SpenceKonde commented 1 year ago

Does urboot recognize that if there are no flags set, that the peripherals cannot be assumed to be in any state? On modern AVRs, this is straightforward to fix - you immediately issue a software reset (on modern AVRs, the consequences of not doing so are much worse - not only are the peripherals more complex, and hence potentially in more complicated undesired configurations, the LVL1EX bit may be set in CPUINT, because of the way BAD_ISR is defined. Since no RETI is ever executed, after a bad interrupt, even if everything else worked, it would still leave the chip in a non-functional state, because interrupts would be disabled because it thinks it's still in one, and there isn't a way to unpick this other than resetting the chip.

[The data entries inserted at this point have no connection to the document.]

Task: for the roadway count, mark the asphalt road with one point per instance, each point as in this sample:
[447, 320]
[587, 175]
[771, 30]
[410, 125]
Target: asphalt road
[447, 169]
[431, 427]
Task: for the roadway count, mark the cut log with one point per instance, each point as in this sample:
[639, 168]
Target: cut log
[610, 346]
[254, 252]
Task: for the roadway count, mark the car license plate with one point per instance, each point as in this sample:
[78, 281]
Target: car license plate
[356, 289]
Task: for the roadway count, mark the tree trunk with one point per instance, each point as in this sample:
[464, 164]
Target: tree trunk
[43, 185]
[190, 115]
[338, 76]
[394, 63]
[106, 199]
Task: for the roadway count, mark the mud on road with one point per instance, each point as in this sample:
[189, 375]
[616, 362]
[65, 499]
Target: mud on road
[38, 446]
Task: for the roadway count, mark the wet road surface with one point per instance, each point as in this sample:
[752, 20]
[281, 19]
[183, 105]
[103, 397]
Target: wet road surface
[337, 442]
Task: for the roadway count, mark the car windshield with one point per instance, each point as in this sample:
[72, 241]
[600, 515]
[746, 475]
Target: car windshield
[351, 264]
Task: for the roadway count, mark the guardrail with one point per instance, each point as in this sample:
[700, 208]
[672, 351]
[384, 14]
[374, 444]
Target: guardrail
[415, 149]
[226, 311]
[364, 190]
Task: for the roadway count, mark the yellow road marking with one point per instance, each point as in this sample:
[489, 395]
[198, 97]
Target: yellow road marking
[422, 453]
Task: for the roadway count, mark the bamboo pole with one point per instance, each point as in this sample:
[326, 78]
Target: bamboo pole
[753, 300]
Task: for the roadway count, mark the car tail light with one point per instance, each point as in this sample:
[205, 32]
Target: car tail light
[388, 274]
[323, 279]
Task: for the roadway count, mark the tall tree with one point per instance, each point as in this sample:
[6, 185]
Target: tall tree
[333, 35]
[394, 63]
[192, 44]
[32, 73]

The reason I use GPIOR0 is that getting the flags out of R2 is not something you can explain to someone how to do in 2 lines of code (uint8_t flags = GPIOR0; GPIOR0 = 0; This is Arduino-land, 95% of the population doesn't know what a section is.... I looked at the R2 strategy, assessed that using it was going to be beyond a large portion of users, and replaced it with the GPIOR method, on the grounds that doing this would lead to fewer people having difficulty figuring out how to get the reset flags. I use the remaining two bits of GPIOR0 anyway to record critical issues with the configuration of tuned clocks (we never touch GPIOR after startup). I make extensive use of the GPIORs too - but I still consider this preferable to

stefanrueger commented 1 year ago

Does urboot recognize that if there are no flags set, that the peripherals cannot be assumed to be in any state?

Urboot hands over control to the application in this case. What else do you want it to do here? It has no idea what the cause of "no flags" is. It could be

I don't see what the bootloader could (or should) do otherwise.

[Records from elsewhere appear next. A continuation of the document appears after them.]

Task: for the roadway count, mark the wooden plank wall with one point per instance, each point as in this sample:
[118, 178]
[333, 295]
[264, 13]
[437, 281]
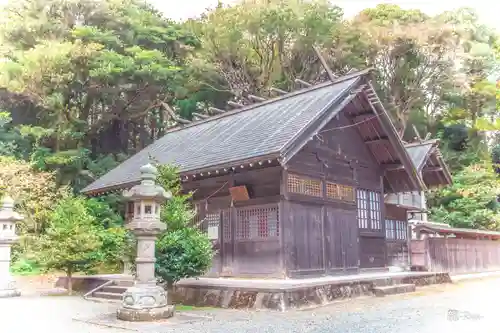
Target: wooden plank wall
[456, 255]
[241, 248]
[321, 235]
[397, 250]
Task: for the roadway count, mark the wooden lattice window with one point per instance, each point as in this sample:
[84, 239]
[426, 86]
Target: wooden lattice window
[396, 230]
[212, 222]
[258, 222]
[226, 226]
[363, 216]
[303, 185]
[340, 192]
[369, 210]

On modern AVRs, this is straightforward to fix - you immediately issue a software reset

Urboot hasn't been extended to modern parts (yet). Might consider that when I get round to do that, but it will need some more persuasion to get the bootloader to do that. Why wouldn't the application's (probably weakly defined and therefore overridable) __bad_interrupt routine do that? Sounds like that would be the correct place.

getting the flags out of R2 is not something you can explain

You don't have to! Your core is free to put into main.c' a two-byte instruction at .init0 to the effect of

asm volatile("out %[gpior0], r2\n" :: [gpior0] "I"(_SFR_IO_ADDR(GPIOR0)));

That way GPIOR0 is available in your cores just like you want it to. Maybe you find a way of doing that conditionally, so that that code only exists if the application needs to know about the reset flags. (Mine never needed that.)

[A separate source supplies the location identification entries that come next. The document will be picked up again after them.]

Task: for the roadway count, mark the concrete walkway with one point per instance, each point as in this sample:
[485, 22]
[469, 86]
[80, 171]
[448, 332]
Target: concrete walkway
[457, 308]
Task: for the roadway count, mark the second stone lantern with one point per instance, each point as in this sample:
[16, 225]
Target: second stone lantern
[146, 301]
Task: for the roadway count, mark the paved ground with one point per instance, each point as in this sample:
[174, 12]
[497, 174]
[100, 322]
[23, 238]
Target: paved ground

Mind you, GPIOR0 isn't available in all classic AVRs. For example the venerable ATmega32 doesn't have that.

All things considered, I still think it is a bad idea for the bootloader to use GPIOR0. How would a user know they cannot rely on GPIOR0 being initialised with 0 by reset? They wouldn't expect that, would they? The bootloader is agnostic to which IDE, core, programming language, "operating system" is used and shouldn't interfere more than needed.

stefanrueger commented 1 year ago

@SpenceKonde I guess we have discussed all you wanted to know? LMK if there are still questions unanswered (either re-open the issue or open a new one).